The method of confidence belts illustrated
What is a confidence interval, really? We all learnt in undergrad how to find CIs for a standard distribution, but plugging numbers into equations never gave me a deep intuition for what was really going on.
A worded definition is probably more helpful. Paraphrasing a bit from Wikipedia, we can think of the meaning of the confidence interval in terms of the procedure that we used to construct it.
If this procedure for constructing confidence intervals is repeated on many samples, then the fraction of times that the true parameter value will fall within the different intervals will approach \(\gamma\).
So how does this meaning get translated into a procedure?
The classic reference for CIs is Neyman (1937), but the language is a bit antiquated. Instead, I recently found a paper by Feldman & Cousins (1998), which presented the idea in a very effective way. Note that this paper swaps the notation of \(\alpha\) and \(\gamma\) from their most common usage, so I have swapped it back for this blog post.
The key is their Fig. 1, reproduced below. The figure concerns some outcome \(x\) whose value probabilistically depends on a parameter \(\mu\). In the figure, we see many horizontal lines. Each line represents an interval over the \(x\) values, and it has been been specifically constructed so that it possesses a special property: for that value of \(\mu\), there is a probability \(\gamma\) that \(x\) will take a value somewhere on that line, i.e. \([x_1, x_2]\) such that \(P(x \in [x_1, x_2] \mid \mu ) = \gamma\). These horizontal lines are called acceptance intervals.

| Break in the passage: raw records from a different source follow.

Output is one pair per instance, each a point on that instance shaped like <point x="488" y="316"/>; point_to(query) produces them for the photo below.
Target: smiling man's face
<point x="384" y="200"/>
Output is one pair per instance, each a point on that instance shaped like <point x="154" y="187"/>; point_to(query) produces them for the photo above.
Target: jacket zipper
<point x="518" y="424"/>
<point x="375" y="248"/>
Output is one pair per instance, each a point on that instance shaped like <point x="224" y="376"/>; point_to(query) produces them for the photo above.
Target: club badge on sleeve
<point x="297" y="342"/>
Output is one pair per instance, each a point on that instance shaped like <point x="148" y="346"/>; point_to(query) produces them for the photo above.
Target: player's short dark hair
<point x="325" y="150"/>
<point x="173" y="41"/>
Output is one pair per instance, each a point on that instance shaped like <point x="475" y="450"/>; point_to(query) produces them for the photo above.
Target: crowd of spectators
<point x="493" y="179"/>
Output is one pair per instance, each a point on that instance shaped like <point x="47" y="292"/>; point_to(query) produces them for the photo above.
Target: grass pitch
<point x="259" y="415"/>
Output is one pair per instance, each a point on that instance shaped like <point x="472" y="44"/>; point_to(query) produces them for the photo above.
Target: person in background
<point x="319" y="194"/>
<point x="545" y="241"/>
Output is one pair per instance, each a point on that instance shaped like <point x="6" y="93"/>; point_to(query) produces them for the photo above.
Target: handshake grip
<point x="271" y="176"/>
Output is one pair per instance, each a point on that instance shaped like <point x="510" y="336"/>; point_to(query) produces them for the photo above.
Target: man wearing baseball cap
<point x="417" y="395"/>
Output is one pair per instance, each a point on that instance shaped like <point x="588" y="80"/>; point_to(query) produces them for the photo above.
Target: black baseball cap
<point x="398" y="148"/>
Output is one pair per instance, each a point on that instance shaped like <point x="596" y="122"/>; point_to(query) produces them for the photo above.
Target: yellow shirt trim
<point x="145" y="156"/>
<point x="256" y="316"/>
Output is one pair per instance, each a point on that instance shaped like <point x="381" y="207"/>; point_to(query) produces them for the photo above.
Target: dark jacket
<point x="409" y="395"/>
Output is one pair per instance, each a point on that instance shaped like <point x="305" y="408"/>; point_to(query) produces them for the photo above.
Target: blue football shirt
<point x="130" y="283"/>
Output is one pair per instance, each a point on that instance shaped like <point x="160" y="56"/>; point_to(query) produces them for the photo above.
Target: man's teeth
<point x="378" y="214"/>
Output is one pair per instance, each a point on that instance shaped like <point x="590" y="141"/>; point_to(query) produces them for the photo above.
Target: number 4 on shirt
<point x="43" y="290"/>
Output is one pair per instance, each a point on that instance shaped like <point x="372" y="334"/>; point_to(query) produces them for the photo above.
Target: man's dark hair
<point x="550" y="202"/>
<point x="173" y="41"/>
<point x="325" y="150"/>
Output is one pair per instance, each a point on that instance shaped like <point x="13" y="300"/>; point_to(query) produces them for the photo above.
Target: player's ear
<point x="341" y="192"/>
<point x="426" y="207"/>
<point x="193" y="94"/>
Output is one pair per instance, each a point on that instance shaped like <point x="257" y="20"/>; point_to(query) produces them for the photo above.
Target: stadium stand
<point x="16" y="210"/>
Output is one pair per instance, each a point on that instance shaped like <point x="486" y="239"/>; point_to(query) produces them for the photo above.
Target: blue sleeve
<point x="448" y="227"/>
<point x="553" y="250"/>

In the figure, they have also drawn a vertical dotted line. The vertical line corresponds to a particular observation of \(x\) from some sample or experiment; in this case, \(x \approx 3.26\). Where this vertical line crosses over the horizontal lines gives us the confidence interval. The confidence interval \([\mu_1, \mu_2]\) is the union of all values \(\mu\) for which the observed \(x\) falls within \(\mu\)’s acceptance interval.
So this procedure matches our worded definition above. If we use this procedure to construct confidence intervals, then we know for sure that - over many repeated samples - the true parameter value will fall within the confidence intervals a \(\gamma\) fraction of times. We know this because that’s how we specifically constructed our acceptance intervals, by making sure that every horizontal line has \(P(x \in [x_1, x_2] \mid \mu ) = \gamma\) for whatever values that \(\mu\) might take.
This way of thinking also clarifies to my mind why there are different methods for obtaining confidence intervals, and why there are questions about the best way of doing so. If the only thing required of the acceptance interval is \(P(x \in [x_1, x_2] \mid \mu ) = \gamma\), then I could do all kinds of wild things. I could push all of the horizontal lines as far to the left as they can go. Or I could put gaps in the lines so that they are not intervals at all, and call them acceptance sets. Then the confidence intervals (or sets) that I obtain would still satisfy the meaning of the confidence interval - they’d still contain the true \(\mu\) value in \(\gamma\) proportion of samples - but their properties might not be very intuitively satisfying.
Intuitively, the acceptance intervals should be somehow ‘centred’ in the probability distribution, they should all be positioned relative to one another so that any vertical lines we draw will not have any ‘gaps’ (i.e. our confidence intervals are actual intervals), and we might prefer the resulting confidence intervals to be short. Satisfying these kinds of requirements is the work of the auxiliary criteria, which are basically rules for constructing and positioning the horizontal lines in Fig. 1. Feldman & Cousins (1998) introduce the concept of auxiliary criteria near Eq. 2.5, including the familiar criteria for the two-sided central confidence interval
\[P(x < x_1 \mid \mu) = P(x > x_2 \mid \mu) = \alpha/2.\]They continue on to introduce a clever new auxiliary criteria (add \(x\) values to the acceptance interval in order of decreasing likelihood ratio), which produces confidence intervals with the pleasing property that they automatically switch from one- to two-sided as the small signals that physicists measure become more statistically significant. In a later blog post, I hope to share a different example, which contrasts auxiliary criteria for discrete distributions and compares their performance.
References:
Feldman, G. J. and Cousins, R. D. (1998). Unified approach to the classical statistical analysis of small signals, Physical Review D 57(7): 3873.
Neyman, J. (1937). X – outline of a theory of statistical estimation based on the classical theory of probability, Philosophical Transactions of the Royal Society of London A 236(767): 333–380.